I expect the people at Zeneca were pretty pleased to see those LOCF graphs on the left. That’s exactly what they hoped for. Even the OC graphs have the green circles indicating statistical significance [though they're not quite so pretty]. Right now, we’re not talking about relevance so I’ll reserve any of those comments for a later time. Again, there were a lot of drop-outs. I’ve attempted to roughly translate the awkward bar graphs of the scores for the subjects that dropped out into a more readable form [the graph on the right is the inverse of the one above]:
As in Trial 0006, the early Trial 0008 patients who dropped out were getting worse – more in the Placebo and Low Dose ["< or = 250 mg/d"] groups, but it wasn’t enough to obfuscate the differences they were looking for [as always there are questions - why did so many who were decidedly better drop out at the end?]. Here’s what the reviewers said about Trial 0008:
    "Tables 3a and 3b display the visit-wise results of the total BPRS for the LOCF and observed cases analyses, respectively. It is not surprising that the high dose is statistically significant but the low dose is not, since the trial was planned (power= 90%) to find a 9 point difference between the high dose and placebo arms for the BPRS… Tables 5a and 5b display the results of the key positive symptom BPRS cluster for the LOCF and observed cases, respectively."

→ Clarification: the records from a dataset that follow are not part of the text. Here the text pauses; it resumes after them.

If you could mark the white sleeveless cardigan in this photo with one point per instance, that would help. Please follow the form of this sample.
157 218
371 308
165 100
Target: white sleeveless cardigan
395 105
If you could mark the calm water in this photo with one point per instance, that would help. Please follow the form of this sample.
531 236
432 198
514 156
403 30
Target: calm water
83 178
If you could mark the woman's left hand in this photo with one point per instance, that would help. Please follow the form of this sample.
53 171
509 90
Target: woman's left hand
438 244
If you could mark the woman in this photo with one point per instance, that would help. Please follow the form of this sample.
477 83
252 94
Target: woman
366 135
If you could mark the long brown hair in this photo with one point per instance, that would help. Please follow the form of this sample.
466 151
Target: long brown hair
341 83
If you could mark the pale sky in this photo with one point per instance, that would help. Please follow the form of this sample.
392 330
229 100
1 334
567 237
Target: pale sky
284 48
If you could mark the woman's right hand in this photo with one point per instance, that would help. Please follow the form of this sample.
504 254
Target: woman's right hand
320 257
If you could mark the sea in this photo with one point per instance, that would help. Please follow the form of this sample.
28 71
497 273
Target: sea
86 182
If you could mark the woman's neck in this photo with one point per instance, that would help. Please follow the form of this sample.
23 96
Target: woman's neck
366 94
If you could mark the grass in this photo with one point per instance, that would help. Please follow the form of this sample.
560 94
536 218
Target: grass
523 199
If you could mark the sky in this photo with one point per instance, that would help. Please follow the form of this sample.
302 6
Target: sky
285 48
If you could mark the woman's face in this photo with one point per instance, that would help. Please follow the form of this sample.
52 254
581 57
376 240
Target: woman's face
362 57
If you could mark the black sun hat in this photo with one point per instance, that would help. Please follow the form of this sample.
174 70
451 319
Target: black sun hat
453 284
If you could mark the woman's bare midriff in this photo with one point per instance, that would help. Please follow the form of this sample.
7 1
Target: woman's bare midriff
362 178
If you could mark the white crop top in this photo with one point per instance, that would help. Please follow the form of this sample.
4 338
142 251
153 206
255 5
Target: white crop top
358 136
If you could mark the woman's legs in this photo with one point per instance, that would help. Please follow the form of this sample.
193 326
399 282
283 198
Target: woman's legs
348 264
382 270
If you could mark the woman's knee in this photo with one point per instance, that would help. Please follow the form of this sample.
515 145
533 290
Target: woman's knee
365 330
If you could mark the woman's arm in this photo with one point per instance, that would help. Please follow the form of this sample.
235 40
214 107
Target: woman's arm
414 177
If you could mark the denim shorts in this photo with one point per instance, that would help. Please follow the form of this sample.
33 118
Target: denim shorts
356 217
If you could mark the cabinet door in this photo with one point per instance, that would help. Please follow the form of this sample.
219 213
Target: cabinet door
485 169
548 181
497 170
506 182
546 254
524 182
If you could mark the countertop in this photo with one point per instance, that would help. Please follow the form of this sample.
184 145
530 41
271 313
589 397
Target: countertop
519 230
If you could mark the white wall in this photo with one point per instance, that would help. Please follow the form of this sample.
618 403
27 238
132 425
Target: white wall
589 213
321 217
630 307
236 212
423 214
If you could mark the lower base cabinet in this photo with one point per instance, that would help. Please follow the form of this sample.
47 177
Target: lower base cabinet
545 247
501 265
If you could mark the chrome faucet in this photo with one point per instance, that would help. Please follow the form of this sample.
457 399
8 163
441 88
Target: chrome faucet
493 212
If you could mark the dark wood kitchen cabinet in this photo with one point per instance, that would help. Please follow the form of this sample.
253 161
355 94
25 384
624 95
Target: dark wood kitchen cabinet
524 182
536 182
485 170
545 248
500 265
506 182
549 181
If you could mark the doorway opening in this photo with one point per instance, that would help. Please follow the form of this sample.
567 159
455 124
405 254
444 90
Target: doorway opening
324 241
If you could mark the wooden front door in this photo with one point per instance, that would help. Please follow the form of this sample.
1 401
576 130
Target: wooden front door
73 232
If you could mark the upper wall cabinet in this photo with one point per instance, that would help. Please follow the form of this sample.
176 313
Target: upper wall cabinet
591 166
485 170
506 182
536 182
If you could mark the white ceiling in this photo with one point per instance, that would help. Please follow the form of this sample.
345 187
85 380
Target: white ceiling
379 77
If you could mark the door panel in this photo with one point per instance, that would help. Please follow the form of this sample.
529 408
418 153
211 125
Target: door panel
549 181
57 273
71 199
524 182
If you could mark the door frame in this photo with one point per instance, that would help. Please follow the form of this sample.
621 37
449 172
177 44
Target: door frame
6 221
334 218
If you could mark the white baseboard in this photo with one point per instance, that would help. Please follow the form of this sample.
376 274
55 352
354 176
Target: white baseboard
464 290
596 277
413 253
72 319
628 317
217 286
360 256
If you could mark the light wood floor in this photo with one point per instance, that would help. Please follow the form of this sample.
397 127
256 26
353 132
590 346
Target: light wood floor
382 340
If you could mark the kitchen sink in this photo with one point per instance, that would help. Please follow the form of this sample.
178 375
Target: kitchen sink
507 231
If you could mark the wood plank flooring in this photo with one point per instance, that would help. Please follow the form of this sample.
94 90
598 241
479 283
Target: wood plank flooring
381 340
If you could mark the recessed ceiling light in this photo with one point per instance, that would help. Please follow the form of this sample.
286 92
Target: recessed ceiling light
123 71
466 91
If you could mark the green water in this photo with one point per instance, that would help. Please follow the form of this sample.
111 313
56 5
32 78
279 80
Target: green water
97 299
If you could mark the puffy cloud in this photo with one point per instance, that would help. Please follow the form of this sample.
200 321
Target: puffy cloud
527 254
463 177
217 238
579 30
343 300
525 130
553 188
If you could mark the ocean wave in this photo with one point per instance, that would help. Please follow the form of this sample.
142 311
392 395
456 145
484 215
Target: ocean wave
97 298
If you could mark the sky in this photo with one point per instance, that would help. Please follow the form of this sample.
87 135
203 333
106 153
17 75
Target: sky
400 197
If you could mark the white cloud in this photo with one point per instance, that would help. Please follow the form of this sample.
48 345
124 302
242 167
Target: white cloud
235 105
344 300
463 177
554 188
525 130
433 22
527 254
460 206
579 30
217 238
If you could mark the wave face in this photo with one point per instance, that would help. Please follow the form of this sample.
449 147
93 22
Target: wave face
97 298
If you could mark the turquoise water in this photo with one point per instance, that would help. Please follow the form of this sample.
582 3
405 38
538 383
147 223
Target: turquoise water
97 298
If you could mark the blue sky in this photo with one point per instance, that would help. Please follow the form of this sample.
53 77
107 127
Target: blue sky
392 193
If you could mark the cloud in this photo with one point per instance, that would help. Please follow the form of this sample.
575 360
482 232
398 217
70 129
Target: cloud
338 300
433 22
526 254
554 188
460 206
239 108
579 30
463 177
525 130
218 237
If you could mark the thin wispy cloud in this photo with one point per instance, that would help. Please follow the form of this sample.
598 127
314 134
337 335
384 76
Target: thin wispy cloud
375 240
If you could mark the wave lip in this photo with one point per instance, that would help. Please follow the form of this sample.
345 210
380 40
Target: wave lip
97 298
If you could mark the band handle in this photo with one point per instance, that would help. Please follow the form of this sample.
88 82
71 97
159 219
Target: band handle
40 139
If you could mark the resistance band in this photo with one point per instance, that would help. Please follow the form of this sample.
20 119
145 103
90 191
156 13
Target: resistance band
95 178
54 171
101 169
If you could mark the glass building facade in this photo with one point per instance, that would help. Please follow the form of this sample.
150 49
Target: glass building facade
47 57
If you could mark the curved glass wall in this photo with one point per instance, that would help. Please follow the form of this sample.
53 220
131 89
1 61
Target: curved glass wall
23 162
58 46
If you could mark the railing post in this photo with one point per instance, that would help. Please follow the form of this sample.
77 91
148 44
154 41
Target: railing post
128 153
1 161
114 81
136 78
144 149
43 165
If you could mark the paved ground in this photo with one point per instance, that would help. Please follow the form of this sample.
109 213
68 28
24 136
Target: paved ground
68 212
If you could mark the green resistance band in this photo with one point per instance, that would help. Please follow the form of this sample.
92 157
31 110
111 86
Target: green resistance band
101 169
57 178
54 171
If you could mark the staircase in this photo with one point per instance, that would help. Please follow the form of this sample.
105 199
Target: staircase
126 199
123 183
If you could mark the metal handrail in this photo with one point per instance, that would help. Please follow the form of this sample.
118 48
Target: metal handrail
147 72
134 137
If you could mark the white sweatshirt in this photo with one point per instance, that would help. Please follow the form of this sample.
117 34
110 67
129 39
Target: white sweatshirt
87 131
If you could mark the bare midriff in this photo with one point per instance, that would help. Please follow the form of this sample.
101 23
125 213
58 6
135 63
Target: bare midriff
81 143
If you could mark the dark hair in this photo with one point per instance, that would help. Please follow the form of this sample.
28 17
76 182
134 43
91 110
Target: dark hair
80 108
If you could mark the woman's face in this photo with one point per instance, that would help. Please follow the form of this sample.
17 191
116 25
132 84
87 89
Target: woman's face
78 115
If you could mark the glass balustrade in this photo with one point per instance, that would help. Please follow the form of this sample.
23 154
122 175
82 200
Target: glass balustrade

I wanted to look at the full text of the published article to see how they presented the data [and to see who was in the Acknowledgements - "medical writing"] but the download creeped along through an afternoon nap, some of the Egyptian revolution, and Mubarak’s interminable [and disappointing] speech. So I decided to let it run overnight during "off-hours." I’ll post that part later as an update.

For the moment I’ll say that this study does seem to show Seroquel to be an antipsychotic drug – nothing to set off fireworks or to write home about, but an antipsychotic drug nonetheless. As for the Clinical Trials world itself, it’s not a direct learning lab for the practice of clinical medicine. In this study, it took three or four weeks to separate itself from placebos. But the two findings that actually impressed me in this and the last study were:
  1. In the first few weeks, Seroquel appeared to allow the subjects to stay in the study, suggesting that it was helpful early on.
  2. The High Dose Seroquel group had a 9% lower drop-out rate overall, again suggesting it was helpful.
The idea of "keeping people on the medication" as an index of success will play an increasingly prominent role in later studies of efficacy, but for the moment, Zeneca put a point on their side of the scoreboard for Seroquel approval with Trial 0008.

Update [at 1:00 AM it downloaded immediately]:
Well, to the Acknowledgements:
    Accepted for publication November 6, 1996. This study was supported by a grant from Zeneca Pharmaceuticals, Macclesfield, England, and Wilmington, Del. We thank Suzanne Bristow-Marcalus for medical writing support; Jean Fennimore, RN, and Alison Smith, MSc, for trial organization and management support; Gary Cooper, MS, Jacqueline Fiore, Lesley Farrow, and Barney Home for trial monitoring support; and Kathleen Jelliffe, Denise Redkar-Brown, Joy Russo, and Thais Womack for data management support.
By today’s standards, that’s suspect for ghost-writing. I think we can safely assume that this article was written in Delaware at Zeneca‘s headquarters.